Pensando na minha avó portuguesa, que era o amor da minha vida, conheci ela doente. A doença começou no ano em que nasci, então, cresci vendo-a definhar. Mas as histórias pregressas eram bem outras. Ela sempre trabalhou muito, junto com o meu avô. Trabalhou anos, inclusive, ajudando a levantar as casas, como auxiliar de pedreiro. Cozinhava muito bem, tinha uma horta no quintal e criava meu pai, sob regras rígidas e cruéis de um marido extremamente machista e rude.

Nos anos 60, montou uma loja de panelas e artefatos para a cozinha que, se tivesse prosperado, poderia durar até hoje. Mas a doença veio, com ela a depressão e levou tudo. Mas a força dela era evidente. Nunca quis usar cadeira de rodas e continuou fazendo o que conseguia, até seu último suspiro, aos 62 anos, em 1990. Ficaram as lições e a saudade.

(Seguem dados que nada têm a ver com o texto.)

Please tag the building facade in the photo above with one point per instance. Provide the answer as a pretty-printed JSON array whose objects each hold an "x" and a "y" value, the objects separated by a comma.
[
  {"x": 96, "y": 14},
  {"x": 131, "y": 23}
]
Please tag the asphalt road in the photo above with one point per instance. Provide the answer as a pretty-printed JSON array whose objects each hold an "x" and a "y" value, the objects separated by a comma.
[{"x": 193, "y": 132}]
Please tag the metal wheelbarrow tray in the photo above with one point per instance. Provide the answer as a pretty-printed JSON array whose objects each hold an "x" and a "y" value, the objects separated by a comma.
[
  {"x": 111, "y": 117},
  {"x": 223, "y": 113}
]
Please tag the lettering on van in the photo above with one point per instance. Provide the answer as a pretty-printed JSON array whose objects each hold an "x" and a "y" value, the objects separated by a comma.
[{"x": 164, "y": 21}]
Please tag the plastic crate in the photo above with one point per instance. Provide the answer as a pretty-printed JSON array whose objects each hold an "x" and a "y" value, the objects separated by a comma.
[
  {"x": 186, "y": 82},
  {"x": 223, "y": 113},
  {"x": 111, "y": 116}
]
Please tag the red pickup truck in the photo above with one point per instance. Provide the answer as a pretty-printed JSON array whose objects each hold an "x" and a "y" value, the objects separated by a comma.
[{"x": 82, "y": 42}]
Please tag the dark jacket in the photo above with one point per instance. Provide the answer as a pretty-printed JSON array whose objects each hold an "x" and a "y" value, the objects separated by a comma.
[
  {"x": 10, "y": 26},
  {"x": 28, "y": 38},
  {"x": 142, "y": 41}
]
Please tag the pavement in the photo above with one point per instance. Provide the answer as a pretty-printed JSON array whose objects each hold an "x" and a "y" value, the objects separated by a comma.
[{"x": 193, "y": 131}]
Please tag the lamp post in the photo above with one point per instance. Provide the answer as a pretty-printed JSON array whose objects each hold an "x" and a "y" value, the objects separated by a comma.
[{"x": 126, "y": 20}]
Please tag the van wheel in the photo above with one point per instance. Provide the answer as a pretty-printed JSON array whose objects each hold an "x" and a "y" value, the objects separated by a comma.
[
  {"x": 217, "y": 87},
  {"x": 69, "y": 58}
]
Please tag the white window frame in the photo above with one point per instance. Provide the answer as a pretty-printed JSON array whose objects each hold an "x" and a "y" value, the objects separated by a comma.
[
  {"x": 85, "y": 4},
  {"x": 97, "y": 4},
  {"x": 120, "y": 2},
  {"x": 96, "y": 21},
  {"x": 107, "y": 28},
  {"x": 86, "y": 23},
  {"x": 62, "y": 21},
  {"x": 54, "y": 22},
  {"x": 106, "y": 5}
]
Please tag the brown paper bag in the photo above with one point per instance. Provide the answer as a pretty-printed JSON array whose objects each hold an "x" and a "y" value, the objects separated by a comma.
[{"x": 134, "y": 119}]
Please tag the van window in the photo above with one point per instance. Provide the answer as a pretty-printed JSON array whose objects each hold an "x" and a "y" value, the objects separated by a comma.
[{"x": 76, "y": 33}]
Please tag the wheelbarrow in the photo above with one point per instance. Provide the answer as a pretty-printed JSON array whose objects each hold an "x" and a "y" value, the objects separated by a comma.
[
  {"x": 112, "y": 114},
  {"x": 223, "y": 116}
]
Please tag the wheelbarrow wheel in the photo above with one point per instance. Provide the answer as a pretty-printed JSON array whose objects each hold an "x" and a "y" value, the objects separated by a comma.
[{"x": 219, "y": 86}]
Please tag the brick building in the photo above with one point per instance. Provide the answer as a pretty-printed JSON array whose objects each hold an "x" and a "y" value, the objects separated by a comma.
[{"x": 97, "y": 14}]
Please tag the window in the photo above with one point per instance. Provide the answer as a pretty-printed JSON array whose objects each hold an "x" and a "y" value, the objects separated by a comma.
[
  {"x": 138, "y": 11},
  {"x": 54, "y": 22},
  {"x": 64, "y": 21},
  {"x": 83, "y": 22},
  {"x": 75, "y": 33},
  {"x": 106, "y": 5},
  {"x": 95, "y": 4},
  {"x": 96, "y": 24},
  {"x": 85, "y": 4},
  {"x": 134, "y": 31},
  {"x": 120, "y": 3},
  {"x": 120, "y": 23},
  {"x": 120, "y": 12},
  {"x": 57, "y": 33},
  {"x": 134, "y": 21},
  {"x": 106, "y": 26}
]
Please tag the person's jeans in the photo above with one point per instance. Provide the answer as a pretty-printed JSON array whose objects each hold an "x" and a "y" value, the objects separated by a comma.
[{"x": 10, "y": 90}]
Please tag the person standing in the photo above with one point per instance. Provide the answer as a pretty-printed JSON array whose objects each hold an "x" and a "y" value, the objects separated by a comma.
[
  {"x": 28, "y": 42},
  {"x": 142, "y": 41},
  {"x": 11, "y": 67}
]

Então, a realidade é que venho de uma linhagem de feministas. Feministas porque, dentro do possível para as suas épocas, pensaram em si mesmas e pensaram em cuidar de si mesmas e umas das outras. Tinham força e garra, enfrentaram o machismo hostil e cruel de tantos e tantos anos. Viram seus filhos e filhas sofrerem por serem mulheres e sempre me estimularam, direta ou indiretamente, a ser e a pensar diferente.

Agradeço à contribuição feminista de cada mulher da minha família. E também ao machismo que elas, infelizmente, não conseguiram mudar. Porque é justamente isso que eu mudo agora, para as novas gerações, as minhas duas sobrinhas mulheres, meu afilhado e todas as mulheres do futuro. Sim, somos feministas. Desde sempre. Graças a Deus.